Термин «культурно-развлекательные комплексы» сложился уже в постсоветской России. Прежде такие заведения назывались народными домами, дворцами и домами культуры, рабочими клубами. В царской России и развлечения, и культурные запросы у различных сословий были разные. Для дворянства посещение балов, светских раутов и даже театра было не столько развлечением, как сочли бы мы сегодня, сколько своеобразной формой общественного служения. Театроведы неизменно подчёркивают роль купечества в развитии отечественного театра. Тут у торгового сословия культурные запросы сходились с дворянством. Городские низы развлекались и культурно обогащались не только в трактирах и кабаках с музыкой, но в особенности на народных гуляньях, приуроченных к важнейшим церковным праздникам.

Культурно-развлекательные комплексы XIX века

В XIX веке структурное и художественное оформление всех этих видов «культурно-зрелищных и массовых мероприятий» по-настоящему началось в 20-х годах, после войны с Наполеоном. Этот период совпадает со временем позднего ампира. Кажется, что он достиг своего расцвета, но, как это всегда и бывает, расцвет этот предвещает неминуемое наступление распада. И уже в русле ампира зарождаются совершенно новые тенденции. Наиболее ярко тенденции эти проявились как раз в создании оригинального культурно-развлекательного комплекса. Речь идёт о Екатерингофе.

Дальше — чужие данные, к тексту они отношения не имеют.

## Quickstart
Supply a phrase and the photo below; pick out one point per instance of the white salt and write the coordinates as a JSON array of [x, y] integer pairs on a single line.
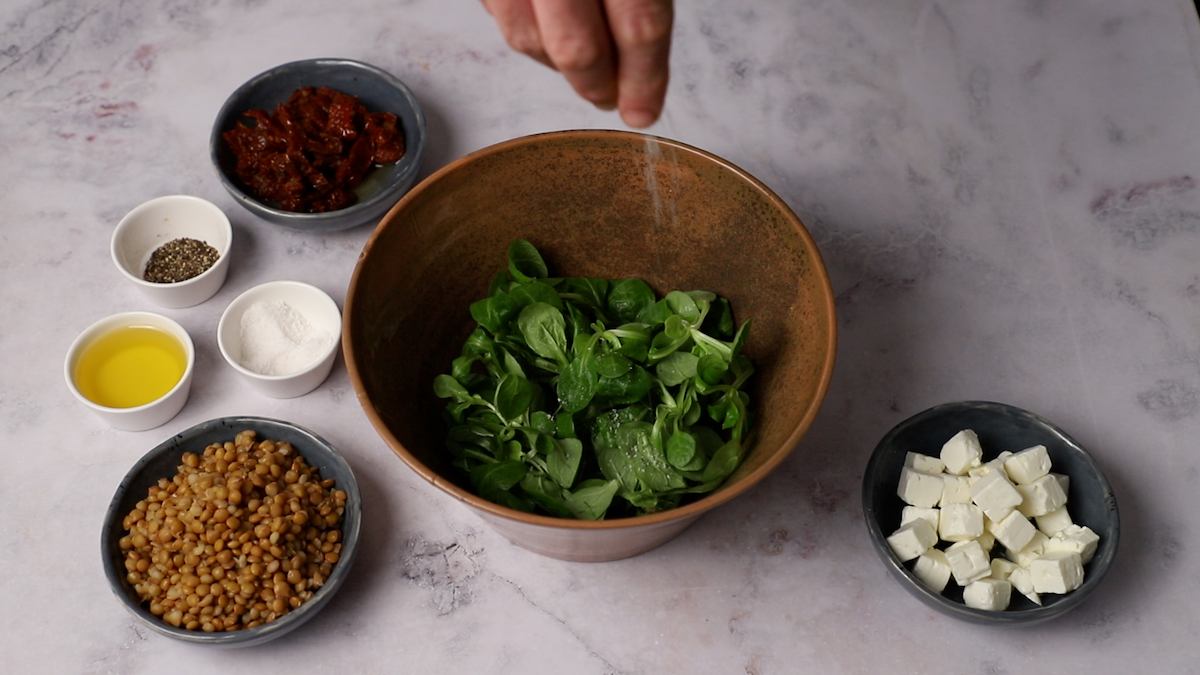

«Хвостовым некогда воспетая дыра»

Созданный Петром Великим как ближняя загородная резиденция при Петергофской дороге, Екатерингоф к концу «осьмнадцатого столетия» пришёл в упадок. В 1804 году поступил в городское ведомство. Возобновились первомайские народные гулянья, заведённые ещё Петром, а также гулянья в Троицу и в Духов день. Тогда же был разработан проект создания увеселительного парка, но война 1812 года отодвинула его воплощение на двадцать лет. Новый проект от имени организованного просвещённой публикой общества возрождения Екатерингофа был подан Плюшаром генерал-губернатору Милорадовичу. Проектирование увеселительных павильонов, в числе коих предполагались и театр, и гостиница, в 1823 году тот поручил Огюсту Монферрану, уже зарекомендовавшему себя в качестве яркого архитектора. Зодчий представил целую серию проектов, выполненных в разных, порой весьма экзотических стилях. Век эклектизма ещё не настал, но в парке появились и Мавританский павильон, и готический Львиный. «В готическом стиле» было возведено и самое крупное сооружение парка — Вокзал, или Французский трактир, сочетавший в себе функции ресторана, дансинга, кафе, помещений для бильярда и других игр. Ему отвечал внешний облик сооружения для Русских гор, где спиралевидные пандусы, заключённые в цилиндрический объём, просматривались на всю высоту через колоссальные стрельчатые проёмы. Готические мотивы доминировали и в архитектурном оформлении Фермы.

6-1.jpg
Фасад здания Пассажа со стороны Невского проспекта. Фотография Юрия Молодковца

Однако в Екатерингофе со временем появился и Русский трактир. Инженер П. Базен возвёл фантастический по виду и новаторский по конструкции Цепной мост — предтечу Египетского, Пантелеймоновского, Банковского и Львиного мостов в Петербурге. Многочисленные литографии запечатлели живописные ландшафты парка, получившего новую славу и любовь петербуржцев. Сюда на гулянья стекались все слои общества, включая членов царской семьи и самого императора. Несмотря на регламентацию времени и места прогулок разных сословий, современники свидетельствовали, что на дорожках и тропах Екатерингофа можно было видеть одновременно и роскошнейшие экипажи вельмож, и прогуливающихся мещан, крестьян и лавочников в их исконном русском платье.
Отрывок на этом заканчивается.